I imagined this line of consciousness, made up of its infinite points, resolving back into pure being upon the completion of its circuit, dissolving like the footprints of birds in the sky. It is into a world such as this that the poet-sage Manikkavacakar invites us with his hymns, where the world, after numerous trials and tribulations certainly, surely fades until it is but an evanescent veil, barely visible against the radiant effulgence of Lord Siva, the Self, the supreme reality, and then is no more. The author, Katavul Mamunivar, leaves us with this enduring image of the saint's final apotheosis, as he merges as one with Lord Siva in the inner shrine at Chidambaram:
Pointing with his hand, even as his body vanished, and saying, `He is the Reality, the one who dwells in Tillai, girt by rich fields and groves of areca trees,' Vadavurar disappeared from view.
The stories told in this biography are amongst the best loved and most enduring of all the saintly exploits recorded in the hagiographies of Tamil Nadu, whilst the hymns of the Tiruvacagam are amongst the best loved of its temple liturgies. The aim of this book is to combine these two elements into a single book to give a more rounded picture of Manikkavacakar in which the mystical insights of the hymns are projected against the tapestry, woven with miracles, of the saint's biography.
The Tiruvatavur Atikal Puranam is a biography of the Tamil saint Manikkavacakar, the author of the collection of hymns in Tamil known as the Tiruvacakam. Along with the other three great poet-saints of Tamil Nadu, Appar, Tirurnanasambandhar and Sundarar, he played a major role in establishing the worship of Siva as the dominant religion at a time when the Jain and Buddhist religions were in the ascendant in South India. Little is known of his life other than what is written in the Madurai Sthala Puranam, otherwise known as the Tiru Vilaiyatal Puranam, which is an account of the holy exploits, 'sports', of Lord Siva in the Pandiyan Kingdom, written, or possibly translated from a Sanskrit original, in the 15th century by Paranjoti Munivar. The current work, the Tiruvatavur Atikal Puranam, is an expansion of sections 58-61 of that work, written in the 18th century by Katavul Mamunivar, of whom virtually nothing is known.
The Tiruvatavur Atikal Puranam is classed by the commentator on the text which forms the basis of this translation as a carpu nul - a collateral work, a work which differs from the original in certain particulars, as opposed to a mutal nul - an original work or a vali nul - a closely derived work. Having said that, it does not appear to differ significantly from the original. It seems that the author has simply invented or imagined such added detail as was necessary to transform a rather terse original into a flowing and rather florid poetical romance.

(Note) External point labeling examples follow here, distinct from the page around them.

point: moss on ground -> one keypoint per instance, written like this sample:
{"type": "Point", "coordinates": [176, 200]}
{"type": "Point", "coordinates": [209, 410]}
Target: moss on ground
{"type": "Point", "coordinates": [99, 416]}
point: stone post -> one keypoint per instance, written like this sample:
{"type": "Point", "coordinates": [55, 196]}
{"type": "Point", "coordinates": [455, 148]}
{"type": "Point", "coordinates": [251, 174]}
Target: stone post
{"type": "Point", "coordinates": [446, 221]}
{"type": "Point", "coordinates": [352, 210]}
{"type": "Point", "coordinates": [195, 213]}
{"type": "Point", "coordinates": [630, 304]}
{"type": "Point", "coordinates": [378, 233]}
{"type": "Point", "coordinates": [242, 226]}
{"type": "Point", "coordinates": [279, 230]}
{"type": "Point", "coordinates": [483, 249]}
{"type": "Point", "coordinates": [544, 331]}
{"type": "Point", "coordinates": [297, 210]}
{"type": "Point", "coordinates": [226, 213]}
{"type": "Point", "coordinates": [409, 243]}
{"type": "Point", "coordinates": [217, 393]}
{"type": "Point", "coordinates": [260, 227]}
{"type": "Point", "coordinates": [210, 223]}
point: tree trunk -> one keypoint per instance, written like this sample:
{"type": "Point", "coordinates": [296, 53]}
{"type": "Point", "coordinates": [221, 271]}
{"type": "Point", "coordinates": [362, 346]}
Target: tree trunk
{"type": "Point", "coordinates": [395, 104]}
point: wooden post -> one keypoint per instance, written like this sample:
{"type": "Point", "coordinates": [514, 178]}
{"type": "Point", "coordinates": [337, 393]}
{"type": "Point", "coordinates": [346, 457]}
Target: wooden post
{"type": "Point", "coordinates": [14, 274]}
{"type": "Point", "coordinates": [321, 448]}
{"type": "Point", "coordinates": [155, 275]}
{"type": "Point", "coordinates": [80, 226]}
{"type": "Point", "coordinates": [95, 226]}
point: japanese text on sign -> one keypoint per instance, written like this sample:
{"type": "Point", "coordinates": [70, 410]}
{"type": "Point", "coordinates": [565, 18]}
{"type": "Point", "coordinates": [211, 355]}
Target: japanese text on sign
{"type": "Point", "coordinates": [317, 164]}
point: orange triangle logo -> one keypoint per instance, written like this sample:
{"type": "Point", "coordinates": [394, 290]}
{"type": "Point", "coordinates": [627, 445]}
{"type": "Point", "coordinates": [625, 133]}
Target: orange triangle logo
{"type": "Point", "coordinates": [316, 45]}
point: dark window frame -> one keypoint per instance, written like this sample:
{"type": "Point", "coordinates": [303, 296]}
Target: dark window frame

When Manikkavacakar first encounters Lord Siva in the form of the guru in Tint Perunturai, the guru is described as holding in his hand the Siva-nana-botham - The Teaching of the True Knowledge of Sivam, a celebrated work of Meykanta Tevar, who lived in the 13th. century C.E., around 400 years after Manikkavacakar, who is dated to around the middle of the 9th century. This and subsequent works by other writers laid the foundation of the Meykanta Sampradaya, which propounds a view of god and the soul in which the two, whilst being of the same essence, must in some fundamental aspect remain eternally separate, since there is inherent in the soul a fundamental impurity, known as anavam, which can never be removed, although it can be rendered inoperable by the grace of Lord Siva. Lord Siva can be comparedto gold, which can never tarnish, and the soul to copper, in which the verdigris, even though it can be removed, is still potentially present. In contrast, the hymns of Manikkavacakar are generally held to put forth a non-dualistic view of god and the soul, as are the works of many other great early Tamil saints, chief amongst whom were Appar, Tirunanasambandhar and Sundarar, and even those of the early Vaishnavaite saints, such as Nammalvar.
Since there is so much material relating to the Saiva Siddhanta ideas of Meykantar and his school in the text, it does seem desirable to give, for the benefit of the reader, some exposition of its basic tenets, and also, to examine the hymns to see what elements of them can be discerned in the hymns themselves. This forms the subject of the following section. Readers interested in the Saivism of Meykanta Tevar and his school can refer to the Introduction to the The Tiruvacagam or 'Sacred Utterances' of the Tamil Poet, Saint and Sage Manikkavacakar by the Rev. G. U. Pope, first published in Oxford by the Clarendon Press in 1900. The book is currently available from online stores in an edition by Kessinger Legacy Reprints. It contains a full translation of the text and an early commentary on the Tiru arul payan of Umapati Sivacariyar, a disciple of Meykantar. The book also contains the Tamil text and English translation of all the hymns with extensive notes, lexicon and concordance.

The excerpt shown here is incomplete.